The situation of the girls is often tragic and always lamentable. Almost all of the girls forced to live on the streets of Yaoundé are displaced. Some are refugees fleeing tribal conflict, or wars in neighboring countries, or the terror of the Boko Haram in the north. Many are forced into slavery or trafficked into prostitution. They are neglected, abused, and assaulted on a nearly daily basis. There are instances when they simply disappear and are presumed dead. This has surely been the case where children’s bodies have been found outside the city, victims of “organ harvesting.”


As tragic and lamentable as their circumstances may be, the other thing that is true is that each and every one of these girls are “beautiful children of God,” loved of God, without reservation, qualification or disqualification. And what is also equally true, is that we are called upon to love and serve as best we can. And I am delighted to say that we’re trying. In November of 2021, I was finally able to return to Cameroon after to a 2 year “pandemic” absence. The building Incarnation is helping to build (along with support from some European donors), is now under way.

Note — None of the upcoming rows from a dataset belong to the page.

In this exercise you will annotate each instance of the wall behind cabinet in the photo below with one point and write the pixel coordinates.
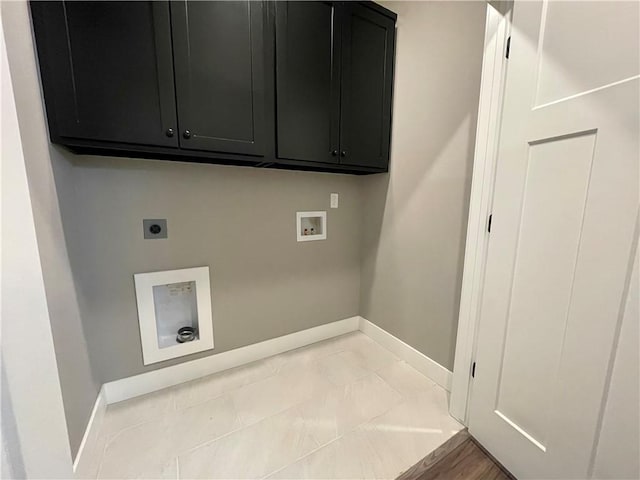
(415, 218)
(239, 221)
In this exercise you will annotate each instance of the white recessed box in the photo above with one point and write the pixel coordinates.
(311, 226)
(168, 301)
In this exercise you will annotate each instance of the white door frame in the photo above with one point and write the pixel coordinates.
(494, 69)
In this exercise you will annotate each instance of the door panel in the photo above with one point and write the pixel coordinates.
(107, 69)
(220, 75)
(367, 79)
(308, 81)
(566, 199)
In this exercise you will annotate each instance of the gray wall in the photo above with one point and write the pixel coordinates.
(415, 218)
(239, 221)
(79, 386)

This summer, in July, I have the privilege of leading a group of eleven to Cameroon once again, with a view to serving in this place, and among these girls. And our trips are gaining some notoriety! In addition to the 5 or 6 from Southern California, there are a half dozen others who are self-funding to join us in our mission: from WA, TX, NY and even a couple from Canada! And you may be interested to know, that four of the participants are Muslim! What a wonderful message to the world. Lutherans traveling with Muslims to the other side of the world, to serve in a Catholic run social service organization! We have a doctor and two or three other French speaking people with whom we hope to carry out significant programming with the girls, and perhaps planning for ongoing programming after we’re gone. This is going to be a mission trip for the books! But we need your help…





How can you help?


Excellent question! For those who don’t have the opportunity to participate in this mission project this summer, you can help out financially as best you can. Money is required to cover some of our travel expenses, but more importantly, to help us with the work we’re embarking on amongst these girls. Supplies are needed for the practical skills we’ll share (needlework, sewing, etc.). School supplies are needed for those who can attend school or other training programs. Clothing and linens are needed regularly. Food is needed daily. So, as you can see, anything with which you can help will be a blessing to God’s children in this place. I hope you will choose in this Holy Week to serve, and if you can, to help with this important mission activity of Incarnation Lutheran Church.


May God’s richest blessing be yours as you remember Jesus’ lesson of service on Maundy Thursday, Christ’s sacrifice on Good Friday, and God’s victory over sin, death and the devil on Easter Sunday morning!